[PATCH V4 1/3] irqchip/sifive-plic: Add thead,c900-plic support
Anup Patel
anup at brainfault.org
Wed Oct 20 07:33:49 PDT 2021
On Wed, Oct 20, 2021 at 7:04 PM Marc Zyngier <maz at kernel.org> wrote:
>
> On Tue, 19 Oct 2021 14:27:02 +0100,
> Guo Ren <guoren at kernel.org> wrote:
> >
> > On Tue, Oct 19, 2021 at 6:18 PM Marc Zyngier <maz at kernel.org> wrote:
> > >
> > > On Tue, 19 Oct 2021 10:33:49 +0100,
> > > Guo Ren <guoren at kernel.org> wrote:
> > >
> > > > > If you have an 'automask' behavior and yet the HW doesn't record this
> > > > > in a separate bit, then you need to track this by yourself in the
> > > > > irq_eoi() callback instead. I guess that you would skip the write to
> > > > > the CLAIM register in this case, though I have no idea whether this
> > > > > breaks
> > > > > the HW interrupt state or not.
> > > > The problem is when enable bit is 0 for that irq_number,
> > > > "writel(d->hwirq, handler->hart_base + CONTEXT_CLAIM)" wouldn't affect
> > > > the hw state machine. Then this irq would enter in ack state and no
> > > > continues irqs could come in.
> > >
> > > Really? This means that you cannot mask an interrupt while it is being
> > > handled? How great...
> > If the completion ID does not match an interrupt source that is
> > currently enabled for the target, the completion is silently ignored.

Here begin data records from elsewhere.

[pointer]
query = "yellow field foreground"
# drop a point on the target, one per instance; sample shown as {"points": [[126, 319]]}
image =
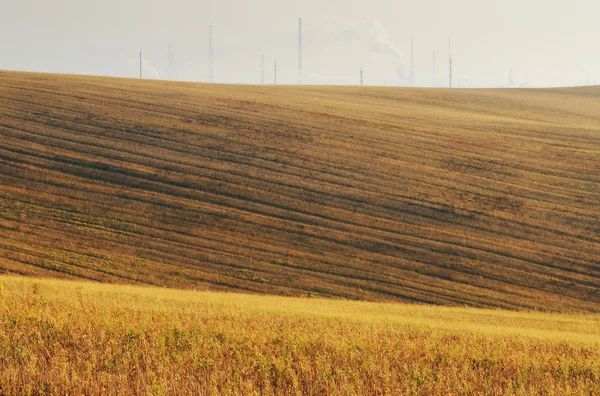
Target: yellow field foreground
{"points": [[60, 337]]}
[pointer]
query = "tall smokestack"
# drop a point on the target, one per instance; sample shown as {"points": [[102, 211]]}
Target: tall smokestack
{"points": [[412, 61], [300, 51]]}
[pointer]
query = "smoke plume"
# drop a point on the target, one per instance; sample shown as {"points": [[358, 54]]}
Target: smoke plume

> > So, C9xx completion depends on enable-bit.
>
> Is that what the PLIC spec says? Or what your implementation does? I
> can understand that one implementation would be broken, but if the
> PLIC architecture itself is broken, that's far more concerning.
Yes, we are dealing with a broken/non-compliant PLIC
implementation.
The RISC-V PLIC spec defines a very different behaviour for the
interrupt claim (i.e. readl(claim)) and interrupt completion (i.e.
writel(claim)). The T-HEAD PLIC implementation does things
different from what the RISC-V PLIC spec says because it will
mask an interrupt upon interrupt claim whereas PLIC spec says
it should only clear the interrupt pending bit (not mask the interrupt).
Quoting interrupt claim process (chapter 9) from PLIC spec:
"The PLIC can perform an interrupt claim by reading the claim/complete
register, which returns the ID of the highest priority pending interrupt or
zero if there is no pending interrupt. A successful claim will also atomically
clear the corresponding pending bit on the interrupt source."
Refer, https://github.com/riscv/riscv-plic-spec/blob/master/riscv-plic.adoc
Regards,
Anup
>
> M.
>
> --
> Without deviation from the norm, progress is not possible.